Изменить размер шрифта - +
Вошедшей служанке он сказал сердито:

— Ее сиятельству дурно.

Он не ушел, а обождал в большом вестибюле, пока служанка, похлопотав, ушла из спальни, и тихо сказал:

— Если Робина повесят, знайте, это вы затянули на его шее веревку.

Лайла услыхала, как он сбежал с лестницы и громко зарыдала.

— Трус, грубиян, — шептала она, истерически всхлипывая.

Послали за Гревилем. Он явился, подошел к Лайле и взял ее руки.

— Мартин Вейн был здесь и угрожал мне, — задыхаясь проговорила Лайла.

— Угрожал вам! — проговорил Гревиль тихо.

— Он, кажется, обвиняет меня во всем, — зарыдала Лайла. — Он сказал, что если Робина повесят, то повесят его из-за меня.

Она внезапно взглянула в лицо своего мужа, выражавшее спокойствие. Это придало ей мужества.

— Хюго, — прошептала она, — неужели вы думаете, что Робина в самом деле повесят?

— Если настоящий убийца не будет обнаружен, мне кажется, что его казнят, — отвечал Гревиль серьезно.

— Но ведь он не совершил преступление! — горячо запротестовала Лайла и замолчала, поняв, что выдает себя.

Но Гревиль только спокойно спросил:

— Откуда вы знаете?

— Неужели вы считаете его виновным? — сказала Лайла.

— Я уверен, что он не убил, — отвечал Гревиль. — И сознаю так же ясно, как и вы, что тот, кто может помочь ему спастись и молчит, глубоко перед ним виноват.

Лайла освободила свои руки. Прежнее мучительное отчаянье и бесконечное сомнение охватили ее снова.

— Я посижу у вас еще немного, — сказал ей муж. — Не хотите ли вы, чтобы я почитал вам вслух?

— Да, — ответила Лайла беззвучно. Она не слыхала, о чем ей читал Гревиль, она изучала его лицо, и ей показалось, будто она видит его впервые. Он удивлял и пугал ее в последнее время, хотя был неизменно мягок и предупредителен.

До дня, когда произошло убийство, он был с ней искренним, по крайней мере, — таким, каким он сделался с момента их большой ссоры. Его отношение к ней можно было назвать человечным, что, по мнению Лайлы, выражалось в комплиментах и внешней любезности.

Но со времени того страшного вечера он ни разу не поцеловал и не приласкал ее. Однажды она прижала свою щеку к его лицу, но он очень решительно отодвинул голову.

Она сказала громко, прерывая его чтение:

— Хюго, отчего вы стали таким… другим?

Гревиль поднял голову. У него были светлые серые глаза и короткие, густые, черные ресницы.

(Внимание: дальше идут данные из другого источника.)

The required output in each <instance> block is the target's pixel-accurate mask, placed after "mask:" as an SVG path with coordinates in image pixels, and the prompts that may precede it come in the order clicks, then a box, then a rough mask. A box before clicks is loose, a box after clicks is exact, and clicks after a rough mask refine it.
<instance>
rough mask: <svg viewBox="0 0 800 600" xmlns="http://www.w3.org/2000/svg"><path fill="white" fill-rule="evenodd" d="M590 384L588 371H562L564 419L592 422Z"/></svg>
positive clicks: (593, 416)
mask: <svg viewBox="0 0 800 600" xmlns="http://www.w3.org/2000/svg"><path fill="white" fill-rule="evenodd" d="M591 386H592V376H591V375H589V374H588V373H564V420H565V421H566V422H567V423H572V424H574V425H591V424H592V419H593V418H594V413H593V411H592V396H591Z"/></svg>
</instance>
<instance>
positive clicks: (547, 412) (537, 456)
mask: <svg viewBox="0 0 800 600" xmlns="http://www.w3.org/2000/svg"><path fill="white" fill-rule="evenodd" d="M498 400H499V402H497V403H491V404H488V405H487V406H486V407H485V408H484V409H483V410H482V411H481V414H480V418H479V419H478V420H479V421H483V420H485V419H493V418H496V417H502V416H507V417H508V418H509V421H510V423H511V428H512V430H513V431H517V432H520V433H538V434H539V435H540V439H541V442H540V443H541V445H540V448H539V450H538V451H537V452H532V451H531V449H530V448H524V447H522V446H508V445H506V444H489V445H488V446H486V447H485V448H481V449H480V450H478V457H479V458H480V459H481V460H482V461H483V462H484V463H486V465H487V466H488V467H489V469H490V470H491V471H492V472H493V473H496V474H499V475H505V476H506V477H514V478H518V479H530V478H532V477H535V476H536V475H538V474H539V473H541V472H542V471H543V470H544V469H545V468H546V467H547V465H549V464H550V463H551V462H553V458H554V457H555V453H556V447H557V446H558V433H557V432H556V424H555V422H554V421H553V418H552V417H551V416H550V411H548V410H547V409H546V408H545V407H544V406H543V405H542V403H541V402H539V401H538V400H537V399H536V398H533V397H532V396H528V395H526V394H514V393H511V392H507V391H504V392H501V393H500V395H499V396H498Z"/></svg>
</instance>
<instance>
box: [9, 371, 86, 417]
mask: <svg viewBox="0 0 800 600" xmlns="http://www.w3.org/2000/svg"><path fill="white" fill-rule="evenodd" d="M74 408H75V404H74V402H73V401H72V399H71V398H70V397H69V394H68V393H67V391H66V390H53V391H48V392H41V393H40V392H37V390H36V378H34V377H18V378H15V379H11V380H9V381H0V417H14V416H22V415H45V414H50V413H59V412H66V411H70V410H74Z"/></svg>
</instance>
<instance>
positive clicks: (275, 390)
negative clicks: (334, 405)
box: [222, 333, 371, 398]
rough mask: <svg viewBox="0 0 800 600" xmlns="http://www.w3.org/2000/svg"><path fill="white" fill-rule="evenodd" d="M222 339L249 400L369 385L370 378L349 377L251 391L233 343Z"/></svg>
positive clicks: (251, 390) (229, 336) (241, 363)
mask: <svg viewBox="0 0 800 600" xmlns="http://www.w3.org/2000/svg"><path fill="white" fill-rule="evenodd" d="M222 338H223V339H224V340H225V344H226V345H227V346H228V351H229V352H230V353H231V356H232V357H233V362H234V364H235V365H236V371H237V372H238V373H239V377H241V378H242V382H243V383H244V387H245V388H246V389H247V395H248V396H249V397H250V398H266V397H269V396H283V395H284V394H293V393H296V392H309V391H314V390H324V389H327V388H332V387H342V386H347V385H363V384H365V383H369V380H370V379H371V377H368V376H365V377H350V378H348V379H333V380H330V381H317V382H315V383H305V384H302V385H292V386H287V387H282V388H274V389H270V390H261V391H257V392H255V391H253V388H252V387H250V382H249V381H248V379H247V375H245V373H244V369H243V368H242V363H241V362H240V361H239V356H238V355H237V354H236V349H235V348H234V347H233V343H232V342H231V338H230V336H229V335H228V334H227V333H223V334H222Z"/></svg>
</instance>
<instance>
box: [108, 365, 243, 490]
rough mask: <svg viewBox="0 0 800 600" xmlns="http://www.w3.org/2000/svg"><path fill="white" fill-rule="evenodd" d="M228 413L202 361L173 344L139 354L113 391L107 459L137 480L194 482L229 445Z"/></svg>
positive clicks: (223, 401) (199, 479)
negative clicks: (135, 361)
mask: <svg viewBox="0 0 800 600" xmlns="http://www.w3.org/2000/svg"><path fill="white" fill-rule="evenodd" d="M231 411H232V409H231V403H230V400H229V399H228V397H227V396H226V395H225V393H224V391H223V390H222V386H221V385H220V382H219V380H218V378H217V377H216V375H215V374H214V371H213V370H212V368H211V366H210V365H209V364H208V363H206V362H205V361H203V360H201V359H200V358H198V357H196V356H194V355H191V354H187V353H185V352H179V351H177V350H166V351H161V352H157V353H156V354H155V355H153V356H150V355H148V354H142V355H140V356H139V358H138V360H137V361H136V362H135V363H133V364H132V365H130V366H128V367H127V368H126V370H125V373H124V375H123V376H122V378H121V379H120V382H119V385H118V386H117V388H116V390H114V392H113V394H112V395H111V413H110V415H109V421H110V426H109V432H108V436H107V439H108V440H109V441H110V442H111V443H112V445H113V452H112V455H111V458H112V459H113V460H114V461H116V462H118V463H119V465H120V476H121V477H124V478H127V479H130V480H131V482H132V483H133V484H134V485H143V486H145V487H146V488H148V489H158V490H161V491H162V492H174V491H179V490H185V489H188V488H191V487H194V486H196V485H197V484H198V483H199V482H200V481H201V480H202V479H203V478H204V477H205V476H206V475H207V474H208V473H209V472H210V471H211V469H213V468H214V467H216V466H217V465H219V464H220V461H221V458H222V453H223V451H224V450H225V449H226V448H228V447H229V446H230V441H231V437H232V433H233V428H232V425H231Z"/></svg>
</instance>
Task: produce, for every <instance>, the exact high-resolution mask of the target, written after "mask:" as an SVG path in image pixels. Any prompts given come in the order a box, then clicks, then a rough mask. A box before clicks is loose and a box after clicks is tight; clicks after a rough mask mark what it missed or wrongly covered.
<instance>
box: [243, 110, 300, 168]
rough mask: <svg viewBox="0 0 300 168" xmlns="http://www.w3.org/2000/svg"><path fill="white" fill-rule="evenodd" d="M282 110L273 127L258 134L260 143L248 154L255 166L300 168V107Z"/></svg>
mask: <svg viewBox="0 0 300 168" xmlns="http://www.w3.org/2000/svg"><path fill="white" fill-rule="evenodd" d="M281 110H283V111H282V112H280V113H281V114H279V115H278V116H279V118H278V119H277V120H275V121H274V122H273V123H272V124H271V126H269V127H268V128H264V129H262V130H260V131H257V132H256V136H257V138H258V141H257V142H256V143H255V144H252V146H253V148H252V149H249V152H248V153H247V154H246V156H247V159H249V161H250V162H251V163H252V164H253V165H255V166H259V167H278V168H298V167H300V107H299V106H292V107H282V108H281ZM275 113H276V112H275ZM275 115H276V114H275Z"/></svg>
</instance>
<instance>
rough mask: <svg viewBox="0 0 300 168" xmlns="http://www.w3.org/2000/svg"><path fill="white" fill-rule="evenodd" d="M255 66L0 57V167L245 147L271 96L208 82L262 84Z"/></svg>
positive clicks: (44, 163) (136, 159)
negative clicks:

Эти глаза казались единственной молодой чертой на этом почти аскетическом лице, если не считать озарявшей его по временам улыбки.

Он спросил, устремив взгляд на лицо Лайлы:

— Каким другим?

Он не упрекал ее, но у Лайлы было такое чувство, словно он это сделал, и она сказала поспешно и умоляюще:

— О, я знаю, что вы недовольны мною. Сознаюсь, что я немного виновата, но ведь это не значит… не значит…

— Не значит — чего? — спросил Гревиль.

Лайла очаровательно покраснела — краска залила ее лицо до корней золотистых волос — и стала похожей на маленькую девочку.

Рот Гревиля болезненно искривился, когда он подумал об этом.

Она продолжала тем же нерешительным тоном.

— О, Хюго, не будьте таким суровым. Я так несчастна и измучена. Мне так хочется нежности и ласки. — Она протянула к нему руки и приподнялась.

Гревиль встал.

— В эти дни нам не следует думать о себе, — он вынул портсигар, закурил папиросу и, глядя, как аметистовый дым расплывался по воздуху, добавил:

— Вероятно, в эту минуту Робин Вейн многое бы отдал за возможность закурить папиросу.